Battery life prediction method, device, equipment and storage medium

Technical Field

The present invention relates to the field of battery technologies, and in particular, to a method, an apparatus, a device, and a storage medium for predicting battery life.

Background

With the rapid development of electronic products and electric vehicles, there is an increasing demand for battery performance and life. How to accurately measure and predict the life of a battery is a problem that is in need of solution in the industry. The existing battery life prediction method is mainly based on cycle times or capacity fading, but prediction accuracy is limited due to the lack of the capability of monitoring the working state of a battery in real time. To solve this problem, battery life prediction based on a Battery Management System (BMS) is becoming a research focus. However, the existing battery life prediction method still has a certain technical problem. The main technical problems in the prior art include:

data acquisition is incomplete: the existing BMS prediction method mainly focuses on information such as voltage, current and temperature of a battery, and other important internal factors such as battery chemical reaction are ignored, so that prediction accuracy can be affected.
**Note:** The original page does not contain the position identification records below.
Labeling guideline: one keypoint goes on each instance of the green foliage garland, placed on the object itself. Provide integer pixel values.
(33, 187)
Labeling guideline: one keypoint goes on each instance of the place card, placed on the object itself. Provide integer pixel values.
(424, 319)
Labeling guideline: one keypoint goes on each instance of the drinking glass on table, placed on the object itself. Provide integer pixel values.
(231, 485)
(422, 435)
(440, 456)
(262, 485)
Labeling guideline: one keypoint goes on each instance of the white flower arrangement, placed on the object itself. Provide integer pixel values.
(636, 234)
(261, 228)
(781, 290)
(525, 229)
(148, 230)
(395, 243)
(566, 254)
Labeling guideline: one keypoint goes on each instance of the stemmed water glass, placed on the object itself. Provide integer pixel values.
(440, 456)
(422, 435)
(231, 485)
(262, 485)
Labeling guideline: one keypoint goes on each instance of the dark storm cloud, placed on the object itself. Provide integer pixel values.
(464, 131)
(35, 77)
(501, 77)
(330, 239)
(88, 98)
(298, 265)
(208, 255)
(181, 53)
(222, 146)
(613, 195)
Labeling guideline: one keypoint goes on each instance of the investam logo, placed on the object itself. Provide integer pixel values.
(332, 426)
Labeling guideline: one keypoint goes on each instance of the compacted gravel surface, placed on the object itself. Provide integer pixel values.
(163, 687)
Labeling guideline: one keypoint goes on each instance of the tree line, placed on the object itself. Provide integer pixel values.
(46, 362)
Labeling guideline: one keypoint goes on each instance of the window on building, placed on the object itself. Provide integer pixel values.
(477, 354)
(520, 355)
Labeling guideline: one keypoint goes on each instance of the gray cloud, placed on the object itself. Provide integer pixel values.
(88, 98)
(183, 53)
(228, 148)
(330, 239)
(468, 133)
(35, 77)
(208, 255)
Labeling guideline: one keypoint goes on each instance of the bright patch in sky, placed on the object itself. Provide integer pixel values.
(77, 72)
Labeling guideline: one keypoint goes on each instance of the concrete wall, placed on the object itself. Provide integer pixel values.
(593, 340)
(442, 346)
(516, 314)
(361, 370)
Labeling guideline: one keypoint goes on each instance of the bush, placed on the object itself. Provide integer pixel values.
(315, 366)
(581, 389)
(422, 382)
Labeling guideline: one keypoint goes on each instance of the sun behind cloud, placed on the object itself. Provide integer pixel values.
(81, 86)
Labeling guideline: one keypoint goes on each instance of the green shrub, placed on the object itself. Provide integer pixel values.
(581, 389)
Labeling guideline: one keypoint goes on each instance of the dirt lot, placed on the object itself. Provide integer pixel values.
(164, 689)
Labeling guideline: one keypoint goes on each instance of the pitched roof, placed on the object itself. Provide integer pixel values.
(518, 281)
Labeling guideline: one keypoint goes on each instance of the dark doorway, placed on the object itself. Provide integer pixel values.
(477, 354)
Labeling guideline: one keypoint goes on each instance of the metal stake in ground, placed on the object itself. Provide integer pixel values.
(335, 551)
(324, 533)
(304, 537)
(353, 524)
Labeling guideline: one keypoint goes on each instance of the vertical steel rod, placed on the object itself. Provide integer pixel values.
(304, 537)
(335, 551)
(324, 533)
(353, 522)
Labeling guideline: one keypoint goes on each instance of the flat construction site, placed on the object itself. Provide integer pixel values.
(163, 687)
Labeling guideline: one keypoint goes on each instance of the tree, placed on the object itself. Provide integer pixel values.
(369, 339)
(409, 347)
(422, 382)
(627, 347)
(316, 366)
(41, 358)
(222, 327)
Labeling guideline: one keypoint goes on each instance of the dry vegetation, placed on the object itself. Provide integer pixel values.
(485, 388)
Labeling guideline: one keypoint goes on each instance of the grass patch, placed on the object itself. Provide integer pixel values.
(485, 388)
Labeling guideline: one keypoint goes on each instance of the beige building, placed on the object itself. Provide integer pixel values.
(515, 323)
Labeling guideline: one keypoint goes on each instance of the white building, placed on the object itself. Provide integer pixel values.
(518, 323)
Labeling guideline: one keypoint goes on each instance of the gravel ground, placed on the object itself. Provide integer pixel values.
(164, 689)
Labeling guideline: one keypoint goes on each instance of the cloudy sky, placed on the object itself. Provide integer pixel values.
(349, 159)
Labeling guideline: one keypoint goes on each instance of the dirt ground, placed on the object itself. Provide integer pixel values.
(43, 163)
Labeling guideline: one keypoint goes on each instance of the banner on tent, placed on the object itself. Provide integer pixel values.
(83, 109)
The battery life prediction method is not advanced enough: the existing battery life prediction method mostly adopts a simple regression model, so that the prediction precision is insufficient, and the actual application requirements cannot be met. In practical applications, more advanced battery life prediction methods are required to more accurately predict battery life.

Accordingly, there is a need to provide a battery life prediction method to solve the above-mentioned technical problems.

Disclosure of Invention

The present invention provides a battery life prediction method, apparatus, device and storage medium for explaining the above-mentioned technical problems.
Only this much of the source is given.